Réunis à Kamuesha, chefs d’établissements et enseignants ont dressé un constat préoccupant. Les paiements tardifs, parfois irréguliers, plongent le corps enseignant dans une précarité persistante. Pour percevoir leur dû, certains enseignants sont contraints de parcourir plusieurs kilomètres jusqu’à Tshikapa, une situation qui affecte directement leur motivation et la qualité de l’enseignement.
« Nous plaidons pour la régularisation rapide des salaires et l’accélération de la bancarisation pour un paiement de proximité », a déclaré Jacques Tshualu Kabeya, sous-proved de la sous-division de Kamuesha. « Nos enseignants ne peuvent continuer à enseigner dans de telles conditions. »

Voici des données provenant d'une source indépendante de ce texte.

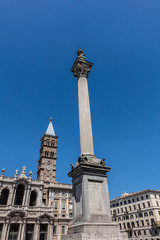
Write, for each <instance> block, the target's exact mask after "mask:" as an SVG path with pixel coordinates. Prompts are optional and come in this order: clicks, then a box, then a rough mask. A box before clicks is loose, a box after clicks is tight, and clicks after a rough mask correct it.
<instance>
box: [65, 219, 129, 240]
mask: <svg viewBox="0 0 160 240" xmlns="http://www.w3.org/2000/svg"><path fill="white" fill-rule="evenodd" d="M62 240H128V237H127V234H126V233H124V232H120V230H119V226H118V224H116V223H114V222H113V223H93V222H92V223H89V222H86V223H78V224H74V225H72V226H71V227H70V228H69V230H68V234H67V235H65V236H62Z"/></svg>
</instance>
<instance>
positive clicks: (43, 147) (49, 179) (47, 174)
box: [37, 118, 58, 182]
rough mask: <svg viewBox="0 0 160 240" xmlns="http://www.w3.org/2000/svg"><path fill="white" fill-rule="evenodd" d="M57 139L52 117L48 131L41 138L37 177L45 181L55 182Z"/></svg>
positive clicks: (48, 127) (55, 174)
mask: <svg viewBox="0 0 160 240" xmlns="http://www.w3.org/2000/svg"><path fill="white" fill-rule="evenodd" d="M57 139H58V137H57V136H56V135H55V132H54V129H53V125H52V118H50V123H49V125H48V128H47V131H46V133H45V134H43V136H42V138H41V147H40V155H39V160H38V171H37V179H39V180H40V179H43V181H44V182H55V177H56V160H57Z"/></svg>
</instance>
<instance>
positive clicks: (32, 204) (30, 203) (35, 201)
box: [29, 190, 37, 206]
mask: <svg viewBox="0 0 160 240" xmlns="http://www.w3.org/2000/svg"><path fill="white" fill-rule="evenodd" d="M36 200H37V192H36V191H35V190H33V191H32V192H31V196H30V201H29V206H36Z"/></svg>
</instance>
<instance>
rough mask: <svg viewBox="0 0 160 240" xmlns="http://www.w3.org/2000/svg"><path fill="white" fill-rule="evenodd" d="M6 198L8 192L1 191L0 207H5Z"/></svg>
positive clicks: (6, 201) (6, 188)
mask: <svg viewBox="0 0 160 240" xmlns="http://www.w3.org/2000/svg"><path fill="white" fill-rule="evenodd" d="M8 196H9V190H8V189H7V188H5V189H3V190H2V193H1V196H0V205H7V202H8Z"/></svg>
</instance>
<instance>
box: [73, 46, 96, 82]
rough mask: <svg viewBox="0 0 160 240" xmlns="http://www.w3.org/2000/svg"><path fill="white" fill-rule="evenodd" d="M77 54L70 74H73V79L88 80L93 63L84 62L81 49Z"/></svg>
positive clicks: (82, 51) (84, 58)
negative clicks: (87, 79)
mask: <svg viewBox="0 0 160 240" xmlns="http://www.w3.org/2000/svg"><path fill="white" fill-rule="evenodd" d="M77 54H78V57H77V59H76V61H75V63H74V64H73V67H72V69H71V72H73V76H74V77H77V78H79V77H86V78H88V74H89V73H90V71H91V67H92V65H93V63H90V62H88V61H86V59H85V55H84V53H83V50H82V49H78V50H77Z"/></svg>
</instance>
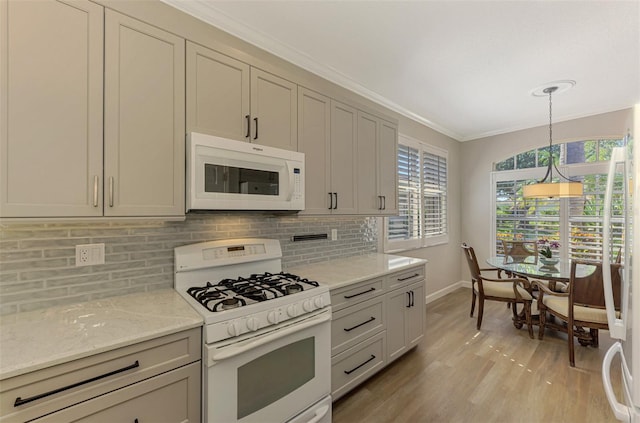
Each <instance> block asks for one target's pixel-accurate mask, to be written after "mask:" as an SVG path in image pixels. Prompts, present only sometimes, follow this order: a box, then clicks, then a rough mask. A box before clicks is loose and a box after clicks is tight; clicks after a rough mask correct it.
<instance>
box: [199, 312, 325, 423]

Au-delà des rémunérations, la question des infrastructures scolaires s’impose comme une autre urgence. Dans plusieurs localités, les écoles fonctionnent sous des abris de fortune, sans bancs ni latrines, exposant élèves et enseignants à des conditions d’apprentissage indignes.
Face à ces préoccupations, le ministre provincial de l’Éducation, Gérard Bosco Mundeke Kavundisa, a tenté de rassurer. Il a évoqué l’arrivée prochaine de solutions concrètes, notamment à travers le projet PAAF, destiné à soutenir la scolarisation des jeunes filles, et la mise en place progressive de la bancarisation pour faciliter les paiements locaux.
« Restez calmes. La bancarisation arrive chez vous. Le gouvernement provincial travaille pour rapprocher les services de paie des enseignants », a-t-il affirmé, promettant également la fin progressive des longues distances imposées aux enseignants pour accéder à leurs salaires.
Cette mission d’itinérance s’inscrit dans une volonté affichée des autorités provinciales de se rapprocher des réalités du terrain. Mais à Kamuesha, les attentes restent fortes. Pour les acteurs éducatifs, l’urgence n’est plus aux promesses, mais à des actions concrètes capables de redonner souffle à un système éducatif sous pression.